On 22.11.2011 21:38, Alexander Korotkov wrote:
WIP patch with index support for regexp search for pg_trgm contrib is attached. In spite of techniques which extracts continuous text parts from regexp, this patch presents technique of automatum transformation. That allows more comprehensive trigrams extraction.
Nice!
Current version of patch have some limitations: 1) Algorithm of logical expression extraction on trigrams have high computational complexity. So, it can become really slow on regexp with many branches. Probably, improvements of this algorithm is possible. 2) Surely, no perfomance benefit if no trigrams can be extracted from regexp. It's inevitably. 3) Currently, only GIN index is supported. There are no serious problems, GiST code for it just not written yet. 4) It appear to be some kind of problem to extract multibyte encoded character from pg_wchar. I've posted question about it here: http://archives.postgresql.org/pgsql-hackers/2011-11/msg01222.php While I've hardcoded some dirty solution. So PG_EUC_JP, PG_EUC_CN, PG_EUC_KR, PG_EUC_TW, PG_EUC_JIS_2004 are not supported yet.

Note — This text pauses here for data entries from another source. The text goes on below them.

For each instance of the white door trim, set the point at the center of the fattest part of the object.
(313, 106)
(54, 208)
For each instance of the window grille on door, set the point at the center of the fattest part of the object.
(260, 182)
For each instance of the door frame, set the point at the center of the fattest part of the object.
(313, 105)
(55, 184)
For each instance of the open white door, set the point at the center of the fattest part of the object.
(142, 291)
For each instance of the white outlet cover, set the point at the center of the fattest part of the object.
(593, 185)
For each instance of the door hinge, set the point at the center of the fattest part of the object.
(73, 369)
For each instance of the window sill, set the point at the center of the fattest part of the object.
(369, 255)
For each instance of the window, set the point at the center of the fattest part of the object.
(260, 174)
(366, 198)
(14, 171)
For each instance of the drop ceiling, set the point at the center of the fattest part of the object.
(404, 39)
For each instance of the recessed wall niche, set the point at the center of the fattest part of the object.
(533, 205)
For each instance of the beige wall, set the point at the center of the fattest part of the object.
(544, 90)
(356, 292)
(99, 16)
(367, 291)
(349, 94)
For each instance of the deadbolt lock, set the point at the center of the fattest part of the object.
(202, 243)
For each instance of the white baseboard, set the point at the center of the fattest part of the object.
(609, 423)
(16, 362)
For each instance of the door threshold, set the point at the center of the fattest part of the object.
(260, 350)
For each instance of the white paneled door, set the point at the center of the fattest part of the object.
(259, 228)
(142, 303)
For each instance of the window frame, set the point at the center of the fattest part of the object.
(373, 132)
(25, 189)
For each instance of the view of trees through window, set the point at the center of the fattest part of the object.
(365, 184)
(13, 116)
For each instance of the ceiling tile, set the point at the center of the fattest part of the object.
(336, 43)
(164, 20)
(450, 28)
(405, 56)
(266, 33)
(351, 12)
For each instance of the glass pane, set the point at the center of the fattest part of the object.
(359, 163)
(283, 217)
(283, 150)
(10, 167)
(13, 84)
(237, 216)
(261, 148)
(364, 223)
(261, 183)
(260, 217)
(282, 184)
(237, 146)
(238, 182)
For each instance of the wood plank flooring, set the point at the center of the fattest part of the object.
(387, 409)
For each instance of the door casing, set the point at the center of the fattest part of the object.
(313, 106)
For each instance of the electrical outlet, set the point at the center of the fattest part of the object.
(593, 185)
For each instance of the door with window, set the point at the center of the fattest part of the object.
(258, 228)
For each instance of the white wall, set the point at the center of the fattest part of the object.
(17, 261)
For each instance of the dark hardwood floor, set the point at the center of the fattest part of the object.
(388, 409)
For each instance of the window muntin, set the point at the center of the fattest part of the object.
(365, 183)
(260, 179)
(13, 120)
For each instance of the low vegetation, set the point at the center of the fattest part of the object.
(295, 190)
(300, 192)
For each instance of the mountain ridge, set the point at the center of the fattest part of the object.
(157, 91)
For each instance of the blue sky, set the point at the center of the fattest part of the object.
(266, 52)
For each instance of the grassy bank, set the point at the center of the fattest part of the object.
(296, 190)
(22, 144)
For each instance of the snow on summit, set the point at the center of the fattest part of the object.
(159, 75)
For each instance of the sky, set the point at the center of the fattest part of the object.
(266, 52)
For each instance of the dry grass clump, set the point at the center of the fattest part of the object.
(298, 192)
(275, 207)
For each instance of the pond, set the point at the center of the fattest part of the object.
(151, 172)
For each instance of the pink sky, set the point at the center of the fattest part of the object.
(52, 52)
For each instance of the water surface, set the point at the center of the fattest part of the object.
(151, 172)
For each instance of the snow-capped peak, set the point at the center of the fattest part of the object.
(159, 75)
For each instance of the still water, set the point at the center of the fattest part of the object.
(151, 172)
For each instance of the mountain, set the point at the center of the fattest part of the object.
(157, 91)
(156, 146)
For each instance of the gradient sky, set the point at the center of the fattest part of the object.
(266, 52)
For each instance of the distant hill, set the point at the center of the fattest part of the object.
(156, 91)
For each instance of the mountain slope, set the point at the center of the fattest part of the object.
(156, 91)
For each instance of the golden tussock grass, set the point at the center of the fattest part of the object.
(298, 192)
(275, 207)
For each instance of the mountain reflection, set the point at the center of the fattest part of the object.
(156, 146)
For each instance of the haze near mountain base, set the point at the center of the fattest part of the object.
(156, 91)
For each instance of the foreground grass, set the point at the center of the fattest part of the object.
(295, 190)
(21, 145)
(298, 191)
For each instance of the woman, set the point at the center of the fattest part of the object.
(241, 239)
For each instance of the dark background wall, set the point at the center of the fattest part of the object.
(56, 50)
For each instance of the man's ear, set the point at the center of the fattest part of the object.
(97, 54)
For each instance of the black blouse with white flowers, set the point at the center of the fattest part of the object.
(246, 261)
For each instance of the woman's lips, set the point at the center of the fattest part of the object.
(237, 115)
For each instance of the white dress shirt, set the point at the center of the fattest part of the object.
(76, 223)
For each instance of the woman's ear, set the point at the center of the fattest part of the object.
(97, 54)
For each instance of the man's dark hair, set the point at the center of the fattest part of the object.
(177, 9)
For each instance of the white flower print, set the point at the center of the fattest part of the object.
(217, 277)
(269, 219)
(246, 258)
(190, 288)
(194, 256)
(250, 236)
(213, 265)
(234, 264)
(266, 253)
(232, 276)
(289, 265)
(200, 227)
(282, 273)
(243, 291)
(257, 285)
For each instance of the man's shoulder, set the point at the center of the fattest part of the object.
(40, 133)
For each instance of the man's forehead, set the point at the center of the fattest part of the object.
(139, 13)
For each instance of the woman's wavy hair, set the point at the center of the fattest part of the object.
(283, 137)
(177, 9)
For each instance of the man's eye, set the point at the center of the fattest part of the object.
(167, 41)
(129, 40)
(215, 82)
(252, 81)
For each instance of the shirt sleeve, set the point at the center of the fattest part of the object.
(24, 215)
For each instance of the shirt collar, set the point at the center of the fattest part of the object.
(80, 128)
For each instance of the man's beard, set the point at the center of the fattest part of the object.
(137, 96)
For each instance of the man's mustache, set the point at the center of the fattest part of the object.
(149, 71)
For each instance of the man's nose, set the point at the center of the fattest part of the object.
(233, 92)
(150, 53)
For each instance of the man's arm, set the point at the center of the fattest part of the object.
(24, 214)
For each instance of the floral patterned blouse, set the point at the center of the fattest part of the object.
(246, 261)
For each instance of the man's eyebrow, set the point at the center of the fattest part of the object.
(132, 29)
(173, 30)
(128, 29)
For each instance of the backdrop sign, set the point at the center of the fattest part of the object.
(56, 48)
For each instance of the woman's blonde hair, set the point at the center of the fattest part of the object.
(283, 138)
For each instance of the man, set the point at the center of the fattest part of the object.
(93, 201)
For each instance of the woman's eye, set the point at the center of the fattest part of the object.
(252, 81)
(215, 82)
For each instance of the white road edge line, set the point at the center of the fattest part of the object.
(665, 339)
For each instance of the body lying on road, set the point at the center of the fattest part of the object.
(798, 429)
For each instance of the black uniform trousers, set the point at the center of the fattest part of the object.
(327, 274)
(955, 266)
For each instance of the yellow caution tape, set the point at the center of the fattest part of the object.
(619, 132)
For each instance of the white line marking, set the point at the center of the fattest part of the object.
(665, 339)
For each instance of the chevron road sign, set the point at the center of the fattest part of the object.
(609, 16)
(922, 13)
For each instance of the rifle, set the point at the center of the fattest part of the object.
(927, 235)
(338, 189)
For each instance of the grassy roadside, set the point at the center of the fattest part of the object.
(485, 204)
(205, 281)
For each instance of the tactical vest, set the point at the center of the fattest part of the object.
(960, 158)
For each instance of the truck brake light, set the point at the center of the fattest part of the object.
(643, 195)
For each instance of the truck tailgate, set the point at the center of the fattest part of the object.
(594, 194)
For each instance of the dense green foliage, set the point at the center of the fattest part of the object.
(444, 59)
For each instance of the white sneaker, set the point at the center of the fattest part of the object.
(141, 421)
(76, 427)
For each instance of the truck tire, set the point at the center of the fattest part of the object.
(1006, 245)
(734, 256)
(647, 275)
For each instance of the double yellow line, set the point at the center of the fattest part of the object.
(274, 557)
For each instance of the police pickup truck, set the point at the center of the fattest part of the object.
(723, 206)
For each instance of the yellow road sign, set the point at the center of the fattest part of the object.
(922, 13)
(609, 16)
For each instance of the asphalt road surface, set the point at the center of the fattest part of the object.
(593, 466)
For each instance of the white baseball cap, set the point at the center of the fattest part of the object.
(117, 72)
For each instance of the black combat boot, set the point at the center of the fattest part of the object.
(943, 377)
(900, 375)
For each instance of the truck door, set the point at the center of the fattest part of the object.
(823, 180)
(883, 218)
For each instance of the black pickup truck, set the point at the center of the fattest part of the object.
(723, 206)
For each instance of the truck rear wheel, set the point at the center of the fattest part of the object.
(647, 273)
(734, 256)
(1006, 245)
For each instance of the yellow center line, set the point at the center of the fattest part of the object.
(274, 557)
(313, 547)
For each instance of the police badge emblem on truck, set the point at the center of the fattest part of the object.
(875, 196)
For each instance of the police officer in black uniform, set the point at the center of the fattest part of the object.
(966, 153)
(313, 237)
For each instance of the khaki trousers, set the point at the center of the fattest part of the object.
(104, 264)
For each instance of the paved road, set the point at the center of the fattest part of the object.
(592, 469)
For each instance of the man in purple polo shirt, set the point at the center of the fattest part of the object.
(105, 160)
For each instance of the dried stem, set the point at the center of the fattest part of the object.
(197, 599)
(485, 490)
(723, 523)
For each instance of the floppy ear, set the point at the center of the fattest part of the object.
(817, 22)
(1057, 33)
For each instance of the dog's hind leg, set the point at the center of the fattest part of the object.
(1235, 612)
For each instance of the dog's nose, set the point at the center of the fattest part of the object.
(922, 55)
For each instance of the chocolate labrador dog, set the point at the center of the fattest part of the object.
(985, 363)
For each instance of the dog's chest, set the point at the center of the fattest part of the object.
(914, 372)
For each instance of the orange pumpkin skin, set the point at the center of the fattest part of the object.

This is pretty far from being in committable state, so I'm going to mark this as "returned with feedback" in the commitfest app. The feedback:
The code badly needs comments. There is no explanation of how the trigram extraction code in trgm_regexp.c works. Guessing from the variable names, it seems to be some sort of a coloring algorithm that works on a graph, but that all needs to be explained. Can this algorithm be found somewhere in literature, perhaps? A link to a paper would be nice.
Apart from that, the multibyte issue seems like the big one. Any way around that?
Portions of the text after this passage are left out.